News that Alisher Usmanov, an Uzbek-born Russian oligarch and president of Gazprominvestholding, had bought the publishing house broke Wednesday night. How much Usmanov, who also owns the massive Metalloinvest holding, paid remains unclear but the market price is said to be around $200 million. The Kommersant daily, known for its opposition to the government, claimed Thursday that the deal was worth $300 million.

Kommersant Editor Vladislav Borodulin, in Beijing for a forum of chief editors of Chinese and Russian media, appeared relatively unconcerned about the two-week delay before the new owner met staffers.

"We have been told that the new owner of the newspaper will be busy until then," he said. "Perhaps, it is even better because everyone will have time to calm down, the first wave of comments will subside, and we will be able to discuss things calmly."

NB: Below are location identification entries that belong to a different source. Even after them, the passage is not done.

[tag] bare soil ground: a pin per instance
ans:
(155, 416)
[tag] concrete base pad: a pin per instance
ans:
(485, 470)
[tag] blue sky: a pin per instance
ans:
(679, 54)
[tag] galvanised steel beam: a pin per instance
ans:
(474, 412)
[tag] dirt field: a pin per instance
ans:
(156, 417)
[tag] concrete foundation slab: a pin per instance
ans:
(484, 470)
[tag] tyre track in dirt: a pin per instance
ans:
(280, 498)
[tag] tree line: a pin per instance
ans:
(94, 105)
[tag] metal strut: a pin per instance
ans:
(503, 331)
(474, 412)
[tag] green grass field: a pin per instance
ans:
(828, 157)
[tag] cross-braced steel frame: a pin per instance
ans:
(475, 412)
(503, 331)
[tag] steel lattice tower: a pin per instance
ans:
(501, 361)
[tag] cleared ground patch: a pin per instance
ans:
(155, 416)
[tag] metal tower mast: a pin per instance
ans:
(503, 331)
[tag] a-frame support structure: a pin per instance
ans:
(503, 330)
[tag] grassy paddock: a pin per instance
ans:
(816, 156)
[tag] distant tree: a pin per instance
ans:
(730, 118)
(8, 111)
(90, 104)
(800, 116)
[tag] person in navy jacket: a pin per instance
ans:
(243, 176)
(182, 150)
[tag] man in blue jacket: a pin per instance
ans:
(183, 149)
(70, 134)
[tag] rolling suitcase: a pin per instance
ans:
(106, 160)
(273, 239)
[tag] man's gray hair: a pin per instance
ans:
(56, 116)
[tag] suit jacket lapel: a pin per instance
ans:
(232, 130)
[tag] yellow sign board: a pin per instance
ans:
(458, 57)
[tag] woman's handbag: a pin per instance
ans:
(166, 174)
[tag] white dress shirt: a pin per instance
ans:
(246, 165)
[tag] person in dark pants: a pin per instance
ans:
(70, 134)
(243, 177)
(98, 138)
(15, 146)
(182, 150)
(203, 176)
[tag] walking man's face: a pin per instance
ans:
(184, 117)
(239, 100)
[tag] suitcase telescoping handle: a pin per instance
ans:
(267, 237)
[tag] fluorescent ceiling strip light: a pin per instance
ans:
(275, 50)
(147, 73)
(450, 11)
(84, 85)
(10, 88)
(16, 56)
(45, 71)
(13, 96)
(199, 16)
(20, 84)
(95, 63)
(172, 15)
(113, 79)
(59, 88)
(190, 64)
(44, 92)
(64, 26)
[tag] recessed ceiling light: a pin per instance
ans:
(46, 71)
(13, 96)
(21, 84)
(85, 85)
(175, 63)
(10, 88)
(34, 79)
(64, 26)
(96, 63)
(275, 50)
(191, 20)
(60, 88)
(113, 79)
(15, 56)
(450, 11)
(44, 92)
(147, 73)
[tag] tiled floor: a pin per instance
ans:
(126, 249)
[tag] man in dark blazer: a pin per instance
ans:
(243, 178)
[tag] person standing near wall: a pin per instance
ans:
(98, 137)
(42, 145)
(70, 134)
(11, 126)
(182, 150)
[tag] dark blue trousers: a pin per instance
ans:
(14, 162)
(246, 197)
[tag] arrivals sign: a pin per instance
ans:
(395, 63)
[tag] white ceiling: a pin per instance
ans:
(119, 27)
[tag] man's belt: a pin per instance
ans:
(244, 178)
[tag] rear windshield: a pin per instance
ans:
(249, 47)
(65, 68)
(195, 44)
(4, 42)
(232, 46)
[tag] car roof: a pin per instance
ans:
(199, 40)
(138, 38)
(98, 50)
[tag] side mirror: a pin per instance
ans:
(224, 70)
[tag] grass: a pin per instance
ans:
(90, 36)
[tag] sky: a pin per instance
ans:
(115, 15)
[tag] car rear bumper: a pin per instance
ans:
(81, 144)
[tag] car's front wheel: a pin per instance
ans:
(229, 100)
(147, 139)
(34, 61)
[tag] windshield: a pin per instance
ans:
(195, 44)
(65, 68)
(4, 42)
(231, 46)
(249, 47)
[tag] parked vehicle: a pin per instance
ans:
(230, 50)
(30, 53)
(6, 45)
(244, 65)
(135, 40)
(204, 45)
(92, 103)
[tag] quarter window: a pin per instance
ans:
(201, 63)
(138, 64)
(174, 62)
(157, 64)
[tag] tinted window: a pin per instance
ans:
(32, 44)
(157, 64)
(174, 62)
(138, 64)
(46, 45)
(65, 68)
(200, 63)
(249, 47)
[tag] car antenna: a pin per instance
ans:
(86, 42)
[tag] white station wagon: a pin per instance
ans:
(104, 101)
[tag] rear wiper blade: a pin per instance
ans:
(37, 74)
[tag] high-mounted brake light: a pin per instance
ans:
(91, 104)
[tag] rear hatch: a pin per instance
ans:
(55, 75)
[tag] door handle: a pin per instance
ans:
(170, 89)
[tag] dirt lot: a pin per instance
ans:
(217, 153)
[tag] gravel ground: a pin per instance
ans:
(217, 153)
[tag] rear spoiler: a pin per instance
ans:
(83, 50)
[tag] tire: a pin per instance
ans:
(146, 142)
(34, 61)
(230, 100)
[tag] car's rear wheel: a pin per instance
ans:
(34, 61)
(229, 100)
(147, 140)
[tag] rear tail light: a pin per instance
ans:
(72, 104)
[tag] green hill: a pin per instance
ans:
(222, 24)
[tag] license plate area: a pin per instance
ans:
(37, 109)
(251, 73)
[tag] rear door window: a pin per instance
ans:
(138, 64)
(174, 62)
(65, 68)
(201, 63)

Gazprom Media, the division of the state-owned energy giant, has in recent years taken control of once independent television station NTV, its satellite division NTV+, regional broadcaster TNT, Echo of Moscow (Ekho Moskvy) radio station, broadsheet Izvestia and current affairs weekly magazine Itogi (Results).

But Kommersant Director General Demyan Kudryavtsev said Wednesday that Usmanov, who served six years in a Soviet prison for fraud, was acting as a private individual in the deal.

Apart from its eponymous daily, Kommersant publishes a regional version, several magazines, including popular political edition Vlast (Power) and financial journal Dengi (Money), and launched the Kommersant-Ukraine daily in Kiev in July 2005. The publishing house employs 800 people and has a readership of over a million.

Editor Borodulin said the newspaper's shareholders had not consulted him about the sale and he only learned the news on August 28.

"But I am only a hired manager like all the other Kommersant personnel, and the deal is within the competence of the company's shareholders alone," he said.

Kommersant's previous owner, Georgian tycoon Badri Patarkatsishvili, said earlier in the year he planned to sell 100% of his publishing business for no less than its market value, estimated at $200 million.

Patarkatsishvili, who lives in Tbilisi, obtained the publishing house earlier this year from his business associate and controversial Russian tycoon Boris Berezovsky, now a political refugee in Britain. Patarkatsishvili is wanted in Russia on fraud and embezzlement charges, and Russian prosecutors are seeking Berezovsky's extradition from the United Kingdom for allegedly wishing to stage a coup in Russia.

Borodulin said he was not inclined to dramatize the situation, and added that the newspaper's current policy would meet the commercial interests of its new owner.

"I think if shareholders are interested in the commercial performance of the company, they should make every effort to hold on to the core of the personnel and leave its main policy line intact," he said.

He admitted, however, that the first thing to do would be to talk to the new owners and find out how they wanted to run the company.

"It would be too early to say now whether I believe promises that the editorial policy of Kommersant will be left unchanged," Borodulin said.

Director General Kudryavtsev said Wednesday that the deal was fait accompli.

"I have no comment to make. I am not a party to the deal, but it is happening," he said.

Kudryavtsev said there was no suggestion of any personnel changes or amendments to the editorial policy, and declined to reveal the details of the deal and its value, only saying that they suited both sides.

Patarkatsishvili earlier estimated Kommersant at $150-160 million but said the business premium was more than the price.

In a telephone interview with the NTV television channel on Wednesday night, Usmanov said he had decided to make a long-term investment and try a new business.

"I am now completing a deal to acquire this business asset," he said. "All the details of the deal have been agreed, and only technical and legal aspects remain to be finalized."

"It is new interesting business for me," he said. "I decided to buy it."

According to Forbes magazine, the seller in the deal, Patarkatsishvili, became the business partner of auto tycoon Boris Berezovsky and then Roman Abramovich in the 1990s by helping handle the 1997 privatization of Sibneft oil company (sold to Berezovsky for an estimated $100 million, but later found to be worth billions). Abramovich had Patarkatsishvili manage a $3 billion investment in Russian Aluminum soon after.

After President Vladimir Putin came to power in 2000, Patarkatsishvili settled in Tbilisi and was charged in absentia in 2001 along with Berezovsky by the Russian Prosecutor General's Office with defrauding a total of $13 million from Russia's largest car manufacturer, AvtoVAZ. Both dispute the charges, Forbes said.